Starc's ability to generate reverse swing is invaluable in Indian conditions, but his inclusion could open up the unfathomable proposition that captain Cummins could be dropped. With all-rounder Cameron Green also pushing to prove his fitness, the Aussies are considering playing three spinners and just one front-line pace bowler.
The pitch for the first Test favoured India's spinners, and the deck for the second is expected to also produce plenty of turn for the slower bowlers. If Australia picks Green in their XI, he could serve as the second pace option and allow the tourists to pick three spinners.
But that would present selectors with the difficult choice of picking between Starc and Cummins, with the proposition of leaving out the captain almost unthinkable. Leading cricket writer Ben Horne pointed out this week: "How do you drop Test cricket’s No.1 bowler and the man who has led Australia with such distinction since taking over from Tim Paine as captain? But to not play Starc would be a questionable move in itself given his track record suggests he is Australia’s best sub-continental quick, and the footmarks he creates as a left-armer is crucial to unlocking the full potential of off-spinner Nathan Lyon."
Starc told reporters on Wednesday that he planned to bowl "as normal" in the nets, but admitted he was struggling to get the finger back to full strength. "I don't think (batting will be an issue) so it's going to be uncomfortable but I don't think it's an issue," he said.
"I think I'll still field with a cap on (the finger), that's what I did in Melbourne (after he initially broke the finger)...I don't field myself in slip anyway."
Australia set to play three spinners in second Test?
The issue around Starc, Cummins and Green could be taken out of selectors' hands if Green doesn't prove his fitness in time for Friday's second Test. It was initially feared Green would be fit to bat before he could bowl again, but he was having more trouble with the latter during Wednesday's training session in Delhi.

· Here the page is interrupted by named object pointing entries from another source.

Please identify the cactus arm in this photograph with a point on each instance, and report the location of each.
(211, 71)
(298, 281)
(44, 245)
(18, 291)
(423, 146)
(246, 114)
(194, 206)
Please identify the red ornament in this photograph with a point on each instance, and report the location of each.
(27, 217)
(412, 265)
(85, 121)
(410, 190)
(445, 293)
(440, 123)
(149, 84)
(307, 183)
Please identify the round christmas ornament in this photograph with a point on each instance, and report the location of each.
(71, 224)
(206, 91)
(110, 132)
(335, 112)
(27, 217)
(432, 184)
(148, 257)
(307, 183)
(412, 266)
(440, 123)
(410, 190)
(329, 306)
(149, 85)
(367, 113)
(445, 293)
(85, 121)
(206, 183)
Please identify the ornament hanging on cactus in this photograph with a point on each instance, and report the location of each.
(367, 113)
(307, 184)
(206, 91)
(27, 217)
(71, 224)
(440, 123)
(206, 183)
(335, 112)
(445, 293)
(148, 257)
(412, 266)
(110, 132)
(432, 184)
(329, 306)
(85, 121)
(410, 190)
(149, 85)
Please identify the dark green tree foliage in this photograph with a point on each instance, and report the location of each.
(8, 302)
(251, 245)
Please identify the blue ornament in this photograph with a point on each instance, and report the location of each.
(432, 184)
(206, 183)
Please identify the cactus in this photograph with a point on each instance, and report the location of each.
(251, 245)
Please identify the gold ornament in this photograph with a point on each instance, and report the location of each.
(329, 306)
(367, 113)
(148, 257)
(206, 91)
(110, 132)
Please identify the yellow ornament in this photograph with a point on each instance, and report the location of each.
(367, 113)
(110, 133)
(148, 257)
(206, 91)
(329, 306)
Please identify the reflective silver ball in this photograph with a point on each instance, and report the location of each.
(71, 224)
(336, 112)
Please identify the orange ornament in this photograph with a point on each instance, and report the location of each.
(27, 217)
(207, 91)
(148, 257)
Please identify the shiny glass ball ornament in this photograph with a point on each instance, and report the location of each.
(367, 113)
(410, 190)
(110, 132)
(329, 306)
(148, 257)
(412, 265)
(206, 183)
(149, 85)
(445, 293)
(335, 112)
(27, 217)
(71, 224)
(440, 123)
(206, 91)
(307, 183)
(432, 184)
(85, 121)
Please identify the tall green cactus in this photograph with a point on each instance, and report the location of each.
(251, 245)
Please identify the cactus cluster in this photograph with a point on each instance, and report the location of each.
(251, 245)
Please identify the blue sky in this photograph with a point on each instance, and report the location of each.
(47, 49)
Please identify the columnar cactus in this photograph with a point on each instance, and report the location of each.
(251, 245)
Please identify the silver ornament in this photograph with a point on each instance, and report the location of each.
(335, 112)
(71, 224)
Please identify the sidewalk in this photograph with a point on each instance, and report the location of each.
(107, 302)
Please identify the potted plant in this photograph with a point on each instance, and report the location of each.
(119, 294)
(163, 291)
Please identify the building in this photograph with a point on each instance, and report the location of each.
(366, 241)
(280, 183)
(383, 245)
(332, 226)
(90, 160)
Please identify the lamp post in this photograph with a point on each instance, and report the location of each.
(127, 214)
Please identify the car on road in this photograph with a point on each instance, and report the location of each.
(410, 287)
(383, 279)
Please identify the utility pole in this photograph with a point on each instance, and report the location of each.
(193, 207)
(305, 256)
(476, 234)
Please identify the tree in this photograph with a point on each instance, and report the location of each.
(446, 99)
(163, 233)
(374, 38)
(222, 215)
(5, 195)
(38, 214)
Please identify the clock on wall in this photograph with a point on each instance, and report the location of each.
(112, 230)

The 23-year-old looked at near-top pace when he bowled on a centre wicket pitch. But he looked decidedly more uncertain when it came time to bat in the nets.
Left-arm spinner Matthew Kuhnemann has been flown in for the second Test after Mitchell Swepson went back to Australia for the birth of his first child. And the Queenslander could be picked in Australia's XI if the tourists decide to go with three spinners.
The Aussies got their first look at the Delhi pitch on Wednesday, and it looked just as dry and spin-friendly as the surface did in Nagpur. “It looks pretty dry. The groundsman said the nets look pretty similar and the two days we trained on were really low and took a lot of turn," Starc said.
“If that’s an indication, then that’s what it’s going to be like. Having a look the last couple of days it looks like it’s prepared pretty similar as well.”
Australia need to win or at least draw the second Test to stay alive in the series. A win for India in Delhi, where they haven't lost a Test since 1987, would see the hosts retain the Border Gavaskar Trophy.